Studio album by Cristian
- Released: September 30, 1997
- Recorded: December 1996 – August 1997
- Studio: Record Plant Studios; Conway Recording Studios; Westlake Studio (Hollywood); On The Mark Studio (Los Angeles); Circle House Recording Studios; Critiera Recording Studios (Miami); Bullseye Recording Studio (Miami Beach);
- Genre: Latin pop; bolero; Latin ballad;
- Length: 55:14
- Language: Spanish
- Label: BMG U.S. Latin
- Producer: Rudy Pérez

Cristian chronology
| El Deseo de Oír Tu Voz (1996) | Lo Mejor de Mí (1997) | Mi Vida Sin Tu Amor (1999) |

Singles from Lo Mejor de Mí
- "Lo Mejor de Mí" Released: August 4, 1997; "Si Tú Me Amaras" Released: December 1, 1997; "Lloran Las Rosas" Released: February 23, 1998; "Amaneciendo En Tí" Released: May 18, 1998; "Después de Ti... ¿Qué?" Released: September 14, 1998;

= Lo Mejor de Mí =

1997 studio album by Cristian

Lo Mejor de Mí is the fifth studio album recorded by Mexican singer-songwriter Cristian Castro, credited for this recording simply as "Cristian." It was released by BMG U.S. Latin on September 30, 1997 (see 1997 in music). The first album from under record label. The album was produced by Rudy Pérez.

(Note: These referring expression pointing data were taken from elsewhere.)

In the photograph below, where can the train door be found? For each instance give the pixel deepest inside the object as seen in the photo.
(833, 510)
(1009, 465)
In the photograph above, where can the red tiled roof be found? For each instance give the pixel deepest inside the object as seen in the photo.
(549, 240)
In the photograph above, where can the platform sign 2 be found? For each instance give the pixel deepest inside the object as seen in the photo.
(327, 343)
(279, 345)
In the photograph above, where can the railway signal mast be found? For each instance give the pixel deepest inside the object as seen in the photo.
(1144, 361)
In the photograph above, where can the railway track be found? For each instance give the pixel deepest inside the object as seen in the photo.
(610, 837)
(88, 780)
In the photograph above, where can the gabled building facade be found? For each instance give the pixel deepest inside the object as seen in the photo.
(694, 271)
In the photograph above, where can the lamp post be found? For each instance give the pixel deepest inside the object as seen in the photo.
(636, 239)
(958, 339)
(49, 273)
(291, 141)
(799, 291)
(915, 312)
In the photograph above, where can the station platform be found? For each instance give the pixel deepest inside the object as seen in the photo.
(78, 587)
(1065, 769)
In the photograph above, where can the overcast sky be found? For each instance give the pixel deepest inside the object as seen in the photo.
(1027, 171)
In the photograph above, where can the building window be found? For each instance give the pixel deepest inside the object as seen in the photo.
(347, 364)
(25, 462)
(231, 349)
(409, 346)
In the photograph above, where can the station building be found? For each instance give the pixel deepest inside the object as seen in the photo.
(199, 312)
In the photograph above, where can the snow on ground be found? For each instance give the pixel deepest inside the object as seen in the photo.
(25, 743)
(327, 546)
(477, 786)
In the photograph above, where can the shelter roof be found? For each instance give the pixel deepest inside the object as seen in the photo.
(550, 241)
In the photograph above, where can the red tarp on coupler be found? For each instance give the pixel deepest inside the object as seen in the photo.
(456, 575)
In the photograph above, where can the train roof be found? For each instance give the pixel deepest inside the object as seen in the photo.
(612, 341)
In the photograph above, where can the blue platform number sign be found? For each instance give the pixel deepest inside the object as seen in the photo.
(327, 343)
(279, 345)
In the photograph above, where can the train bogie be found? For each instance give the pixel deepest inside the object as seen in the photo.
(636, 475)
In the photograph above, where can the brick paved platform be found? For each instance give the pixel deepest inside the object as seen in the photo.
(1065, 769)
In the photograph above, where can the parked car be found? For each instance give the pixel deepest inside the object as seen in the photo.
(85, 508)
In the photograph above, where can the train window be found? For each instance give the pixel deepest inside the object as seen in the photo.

This album received nomination for Grammy Award for Best Latin Pop Album at the 40th Annual Grammy Awards, hold on Wednesday, February 25, 1998, losing to Romances by Luis Miguel. The title track was included in the 1998 compilation recording Billboard Latin Music Awards Superstar Hits and reached #1 on Hot Latin Tracks of 1997. The album also was nominated for Pop Recording of the Year at the 10th Lo Nuestro Awards, losing to Me Estoy Enamorando by Alejandro Fernández.

Professional ratings
Review scores
| Source | Rating |
| Allmusic |  |

==Track listing==

| No. | Title | Writer(s) | Producer (es) | Length |
|---|---|---|---|---|
| 1. | "Lo Mejor de Mí" | Rudy Pérez | Rudy Pérez | 3:56 |
| 2. | "Sé Mi Aire" | Fernando Osorio | Rudy Pérez | 3:59 |
| 3. | "Nadie" | Cristian Castro; Eros Ramazzotti; | Rudy Pérez | 3:31 |
| 4. | "Si Tú Me Amaras" | Rudy Pérez | Rudy Pérez | 4:17 |
| 5. | "Lloraré" | Fernando Osorio | Rudy Pérez | 3:36 |
| 6. | "Amaneciendo En Ti" | Alfredo Matheus | Rudy Pérez | 4:04 |
| 7. | "Me Tomas, Me Sueltas" | Claudia Brant; Dany Tomás; Macelo Wengrovski; | Rudy Pérez | 4:24 |
| 8. | "Necesitas Amor" (Bisogno D'Amore) | Danilo Amerio Adapt: Spanish: Cristian | Rudy Pérez | 4:07 |
| 9. | "Seré Para Ti" | Mark Portmann; Rudy Pérez; | Rudy Pérez | 5:42 |
| 10. | "Si Acaba Bien" | Mario Patiño; Rudy Pérez; | Rudy Pérez | 3:39 |
| 11. | "En Dónde Estás Tú" | Mauricio Abaroa | Rudy Pérez | 4:40 |
| 12. | "Lloran Las Rosas" | Alfredo Matheus | Rudy Pérez | 4:27 |
| 13. | "Después De Ti...¿Qué?" (with Raúl Di Blasio) | Rudy Pérez | Rudy Pérez | 5:30 |
| Total length: |  |  |  | 55:14 |

==Charts==

| Chart (1997) | Peak position |
|---|---|
| Argentine Albums Chart | 1 |
| U.S. Billboard Top Latin Albums | 5 |
| U.S. Billboard Latin Pop Albums | 4 |
| U.S. Billboard Heatseekers Albums | 20 |

==Sales and certifications==

| Region | Certification | Certified units/sales |
| Mexico (AMPROFON) | 2× Gold | 200,000^{^} |
| United States (RIAA) | 2× Platinum (Latin) | 200,000^{^} |
^{^} Shipments figures based on certification alone.